Which can make me cry just thinking about it.
I almost cry every time I see it. (Laughs) Some people think it’s hokey, but I think its nice to see those types of classic love stories still being made.
In addition to Heights, you’ll soon been seen in Alibi which stars your former X-Men cohort, Rebecca Romijn. I assume she’s not naked and blue in this movie.
Yes, it’s great to work with her again and not have her blue. Although it’s always good to have her naked. It’s a fun movie. Steve Coogan plays a guy who thinks that all men cheat or have the capacity to cheat, so he creates a very elaborate alibi service for people who want to cheat on their boyfriends, girlfriends, husbands, wives, and whatnot. I play this rich kid who’s a pompous arrogant jerk and then when things start to get bad, all his true wimpiness gets exposed. Then I’ve got 10th and Wolf with Giovanni Ribisi and Val Kilmer and Dennis Hopper. It’s about these kids whose fathers were some of the last dying Philadelphia mob and they have to choose whether to carry on that legacy or just drop it and do something different.
And now you’re off to Australia to shoot Superman Returns for X-Men director Bryan Singer.
I’m playing Lois Lane’s fiancé. It’s basically The Notebook all over again. (Laughs) No, actually it’s very different. It’s very, very cool.
Are you going to be suiting up again as Cyclops in X-Men 3?
It’s very complicated. I want nothing more than to be a part of X-Men 3, especially since they’re probably going into the Dark Phoenix saga which would include my character a lot but the schedule might conflict with Superman.

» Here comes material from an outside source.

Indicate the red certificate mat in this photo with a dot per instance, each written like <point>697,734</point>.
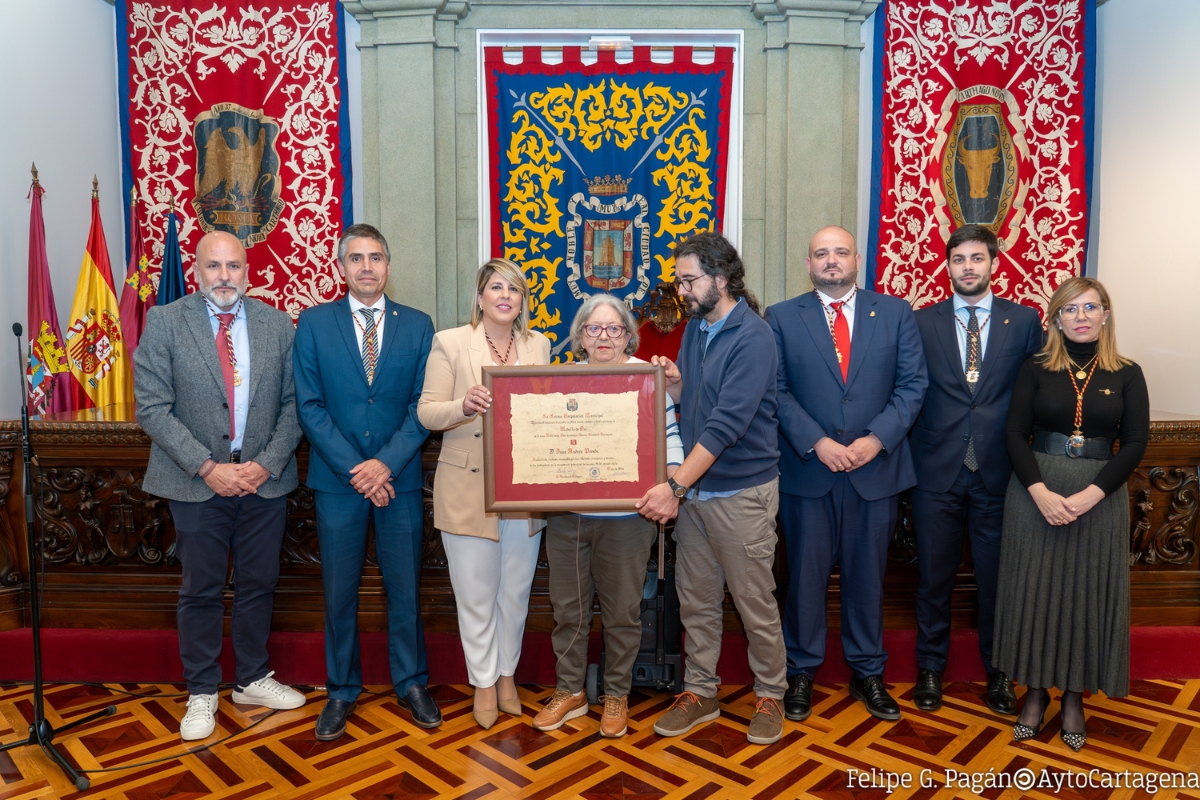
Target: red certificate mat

I hope it all works out. I told them I’d do it for free.
What’s your favorite X-Men collectible?
You should ask my son. He plays with my action figure. He tortures it and throws it onto the roof of my house, into the pool.

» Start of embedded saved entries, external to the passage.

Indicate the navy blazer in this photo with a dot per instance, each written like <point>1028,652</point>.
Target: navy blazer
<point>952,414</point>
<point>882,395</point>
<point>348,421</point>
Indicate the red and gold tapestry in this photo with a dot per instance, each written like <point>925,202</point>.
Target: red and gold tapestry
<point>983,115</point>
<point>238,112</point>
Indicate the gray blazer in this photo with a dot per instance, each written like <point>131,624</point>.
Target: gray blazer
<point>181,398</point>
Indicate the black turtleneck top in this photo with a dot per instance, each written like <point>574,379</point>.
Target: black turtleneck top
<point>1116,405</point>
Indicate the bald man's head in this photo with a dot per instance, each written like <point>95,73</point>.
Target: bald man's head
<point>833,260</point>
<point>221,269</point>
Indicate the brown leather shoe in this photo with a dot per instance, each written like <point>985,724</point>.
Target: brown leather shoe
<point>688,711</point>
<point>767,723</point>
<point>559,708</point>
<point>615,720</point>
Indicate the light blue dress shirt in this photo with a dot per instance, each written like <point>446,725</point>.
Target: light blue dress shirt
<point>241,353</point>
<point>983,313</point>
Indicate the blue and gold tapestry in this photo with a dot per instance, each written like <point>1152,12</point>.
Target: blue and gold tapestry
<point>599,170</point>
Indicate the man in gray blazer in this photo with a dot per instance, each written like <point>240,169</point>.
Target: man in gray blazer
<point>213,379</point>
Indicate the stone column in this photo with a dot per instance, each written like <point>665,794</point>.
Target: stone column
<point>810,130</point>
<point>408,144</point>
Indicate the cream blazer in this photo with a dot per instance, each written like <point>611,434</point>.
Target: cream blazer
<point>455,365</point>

Do you see much of an overlap of X-Men and 24th Day fans?
It’s kind of two different markets. Although I was in the Phoenix airport and the guy making my drink at Starbucks goes, “James Marsden, right?” I go, “Yeah.” And he goes, “X-Men, 24th Day.” I went, ‘That’s eclectic grouping,’ and he goes, ‘Well, I could have gone with Sugar and Spice, and Disturbing Behavior.” I was like “Jesus, okay.”
I have a funny feeling that guy might someday read this interview.
(Laughs) He knew all my movies but he just wanted to hit the extremes. It’s not very often that that happens.